If one in the first four decades I mentioned forgets a doctor’s appointment, it is pleasantly dismissed with a “No problem”.  Over 60?  “Do you think we should contact his/her relatives?”   Forgotten by a younger generation to gas up the car, ending up on the side of the road waiting for AAA, “Ooooo, he/she is so absent-minded.  Always was!”  For the older person, “I think it’s time his/her (grown-up) kids take away the driver’s license!”  The same might be said of them if they can’t remember where they parked their car.  However when I was with a younger person recently who couldn’t remember where their car was, it was excusable . . .

I know many people who forget things from time to time – and that’s okay.  Yes, they are too busy, or absentminded, but once one hits a certain decade, they are deemed headed for Alzheimer’s or at least dementia.  I do find it amusing, but also annoying.  What if we told a 30 or 40 year-old something who forgot it was their birthday that they needed to be looking for a nursing home?   Many other societies’ culture is to not only respect their elders, but also to revere them.  I have heard it said more than once that a Romanian doesn’t feel like they have eaten unless they have had bread.  I attended a gathering once in Romania where the fare was pizza – lots of it.  And, there was bread made available.  All of a sudden I heard a bunica (grandmother) telling her grandson to have some bread.  He held up his piece of pizza and told his bunica that the pizza was bread.  They argued quietly a few times back and forth, and finally the young man took a piece of bread and ate it – to please and respect his grandmother.  This mentality seems to have passed other cultures, including my own for the most part.

God’s Word has quite a bit to say concerning how we should treat those who are aging.  Leviticus 19.32 says to “Stand up in the presence of the elderly and show respect for the aged.”  In 1 Peter 5.5, we read “Likewise, you who are younger, be subject to the elders.”  I Timothy 5:1,2 – “Never speak harshly to an older man, but appeal to him respectfully as you would to your own father . . .  Treat older women as you would your mother,”   I Kings 12.6 – “Then King Rehoboam consulted the elders”  Job 12.12 – “Wisdom is with the aged, and understanding in length of days.”  And finally, in I Peter 5.5 – “Likewise, you who are younger, be subject to the elders.”

It is difficult for most of us to face the reality of the following quote from News.com.au – “We know the brain starts breaking down during middle-age, but what about our bodies?

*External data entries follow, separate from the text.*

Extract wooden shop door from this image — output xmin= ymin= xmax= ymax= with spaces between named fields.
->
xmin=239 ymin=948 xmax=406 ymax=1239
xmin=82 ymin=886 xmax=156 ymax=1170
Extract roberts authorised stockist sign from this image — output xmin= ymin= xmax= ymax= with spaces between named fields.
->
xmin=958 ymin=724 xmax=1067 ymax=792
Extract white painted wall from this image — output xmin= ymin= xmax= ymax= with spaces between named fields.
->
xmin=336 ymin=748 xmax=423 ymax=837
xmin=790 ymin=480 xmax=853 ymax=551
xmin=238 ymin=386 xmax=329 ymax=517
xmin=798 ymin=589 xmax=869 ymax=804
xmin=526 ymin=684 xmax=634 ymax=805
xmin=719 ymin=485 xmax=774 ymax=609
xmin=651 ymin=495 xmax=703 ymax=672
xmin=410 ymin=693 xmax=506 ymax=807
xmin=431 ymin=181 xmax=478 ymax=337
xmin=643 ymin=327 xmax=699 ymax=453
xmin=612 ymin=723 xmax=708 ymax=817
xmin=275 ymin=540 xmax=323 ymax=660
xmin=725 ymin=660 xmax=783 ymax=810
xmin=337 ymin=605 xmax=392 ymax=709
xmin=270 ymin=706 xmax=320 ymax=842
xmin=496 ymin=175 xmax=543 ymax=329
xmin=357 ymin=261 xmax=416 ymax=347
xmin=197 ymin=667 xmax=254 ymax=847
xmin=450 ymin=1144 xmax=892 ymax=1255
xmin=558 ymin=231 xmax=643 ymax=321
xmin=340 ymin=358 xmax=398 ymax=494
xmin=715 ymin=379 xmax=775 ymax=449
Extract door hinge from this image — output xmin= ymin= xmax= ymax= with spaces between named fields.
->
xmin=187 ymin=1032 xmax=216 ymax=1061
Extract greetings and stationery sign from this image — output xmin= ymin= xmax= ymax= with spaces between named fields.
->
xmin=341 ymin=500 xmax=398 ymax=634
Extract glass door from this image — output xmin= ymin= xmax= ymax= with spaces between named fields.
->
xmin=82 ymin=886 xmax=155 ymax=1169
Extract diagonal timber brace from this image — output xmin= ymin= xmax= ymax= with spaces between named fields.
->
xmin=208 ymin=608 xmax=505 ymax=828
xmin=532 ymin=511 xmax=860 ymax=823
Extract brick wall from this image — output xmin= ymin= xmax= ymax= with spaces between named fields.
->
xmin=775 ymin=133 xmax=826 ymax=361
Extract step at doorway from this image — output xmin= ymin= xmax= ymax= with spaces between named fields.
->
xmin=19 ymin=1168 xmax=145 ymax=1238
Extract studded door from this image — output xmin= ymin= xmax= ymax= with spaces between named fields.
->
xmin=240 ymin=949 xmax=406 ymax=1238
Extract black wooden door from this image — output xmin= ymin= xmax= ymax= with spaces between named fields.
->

While scientists have found mental decline occurs in our 40s, our organs start declining much earlier. Most bodily functions peak shortly before age 30 and then start going downhill.”  Yikes!  There are many cultures that have the deepest, even undue respect for aging family (and oh, how we do age!).  But somehow, for the most part, my own culture has seemed to forget this.

Woodrow Kroll said, “Treat the elderly as a nonrenewable resource; they care!”  I say, ‘Happy Birthday to me!’  I am so thankful for the years God wrote into my life’s plan – and even more grateful that He ordained they would be lived for Him.  I love best what Paul had to say in II Corinthians 4.26 – “Though our outward man is decaying, yet our inward man is renewed day by day.”  Thank You, God!